Infine, dopo aver trattato brevemente la teoria della ricezione di Hans Robert Jauss, per la quale solo dall’interazione di testo (partitura), interpretazione (esecuzione) e fruizione (ricezione) si concretizza il senso dell’opera artistica, Mazzoni affronta il pensiero di Gianni Vattimo. L’arte è considerata da Vattimo nella sua linguisticità essenziale e ricompresa in una radicalizzazione nichilistica dell’ermeneutica. La comprensione della musica, come di ogni opera d’arte, coincide con l’interpretazione del suo senso e con il riconoscimento del suo contenuto di verità. Come Gadamer, anche Vattimo insiste sul legame tra linguisticità e musica. Non si tratta di considerare il linguaggio uno strumento esplicativo dei contenuti musicali, ma di riconoscere il rapporto ontologico tra arte e linguaggio. L’opera d’arte è apertura di un mondo e dunque linguaggio autentico. A questo proposito Vattimo, ricollegandosi all’opera di Bloch, ma anche a Schopenhauer e Nietzsche, parla di una valenza utopica dell’arte e in particolare della musica, capaci di prefigurare un mondo nuovo e alternativo.
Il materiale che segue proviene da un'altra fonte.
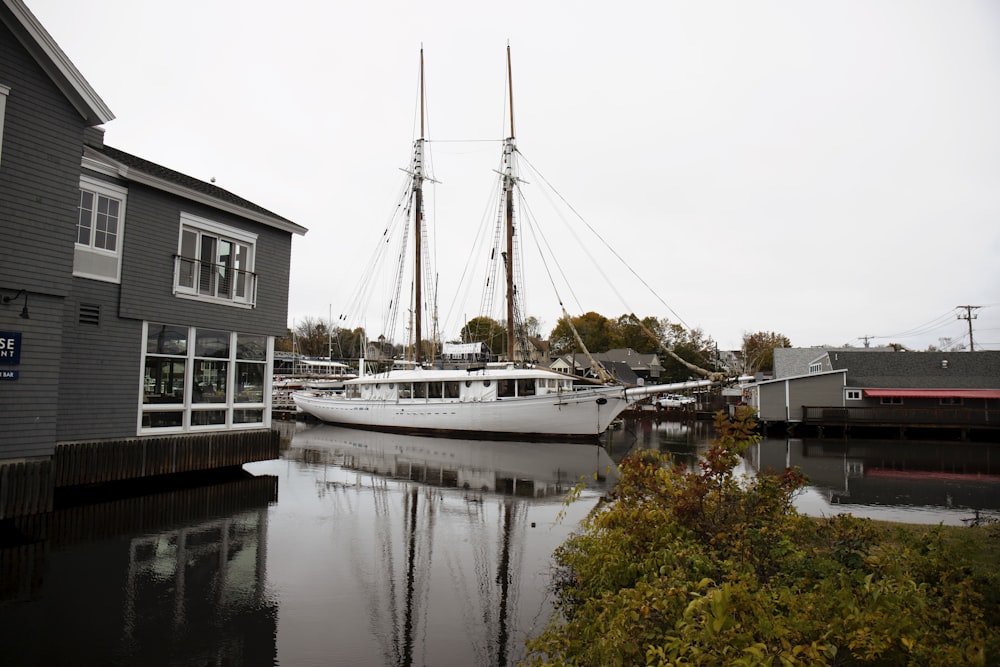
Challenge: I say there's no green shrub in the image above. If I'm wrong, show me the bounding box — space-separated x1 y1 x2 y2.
525 411 1000 667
Nelle conclusioni Mazzoni indica quelli che secondo lui sono i limiti delle diverse posizioni considerate nel suo testo. L’interrogativo più rilevante è rivolto all’ermeneutica contemporanea nel suo complesso e riguarda la legittimità della subordinazione della musica al linguaggio. In gioco è la natura intrinseca della musica che per Mazzoni dovrebbe essere considerata in quanto struttura formata con una propria identità più che come linguaggio. Riferendosi all’esperienza concreta del musicista, Mazzoni, laureato in filosofia, ma anche diplomato in clarinetto e in composizione sperimentale, sostiene in particolare contro Gadamer l’inessenzialità del linguaggio verbale nell’interpretazione musicale. L’ermeneutica, correndo il rischio di tradire lo spirito caratteristico dei fenomeni musicali, per quanto in grado di fornire contributi utili, resterebbe dunque secondo Mazzoni non decisiva per gli studi musicologici. Un’ulteriore critica in questo senso riguarda la tendenza dell’ermeneutica a non riconoscere la fondamentale distinzione tra l’interpretazione dell’esecutore e l’interpretazione dell’ascoltatore. Dal punto di vista musicologico si tratta di una semplificazione che porta a trascurare delle caratteristiche rilevanti dell’esperienza musicale. Ciò che l’ermeneutica mancherebbe di notare è che mentre l’esecutore, producendo un processo sonoro attraverso molteplici scelte spesso dotate di un proprio valore artistico, svolge una funzione attiva legata a un compito pratico, l’ascoltatore si limita a ricevere il processo sonoro realizzato dall’esecutore e a coglierne il senso.

Se da una parte Mazzoni riesce nel non facile compito di far emergere dalle molteplici articolazioni dell’ermeneutica contemporanea le diversificate posizioni riguardanti l’ambito musicale, ci si deve infine interrogare sul significato di una tale impresa. L’esigenza di inquadrare in poche pagine i temi relativi alla musica all’interno della più generale riflessione sull’ermeneutica propria dei diversi autori comporta spesso il rischio di lasciar cadere o affrontare senza la dovuta accuratezza aspetti fondamentali del loro pensiero. Ne è un esempio nella trattazione del pensiero di Gadamer l’identificazione del comprendere con l’interpretare e dell’essere con il linguaggio. Ciononostante il libro di Mazzoni, soffermandosi sulle modalità con cui l’ermeneutica si confronta con la musica, ha il pregio di mettere l’ermeneutica stessa alla prova. La musica infatti, richiedendo certamente di essere interpretata, sembra chiamare l’ermeneutica ad uno sforzo supplementare, verso un avvicinamento a ciò che l’opera musicale è in quanto tale. La musica nell’ermeneutica contemporanea, al di là degli aspetti meramente espositivi o compilativi, è dunque un testo che indica per l’ermeneutica una nuova prospettiva, spingendola ad addentrarsi senza timore nella ricchezza della disciplina musicale.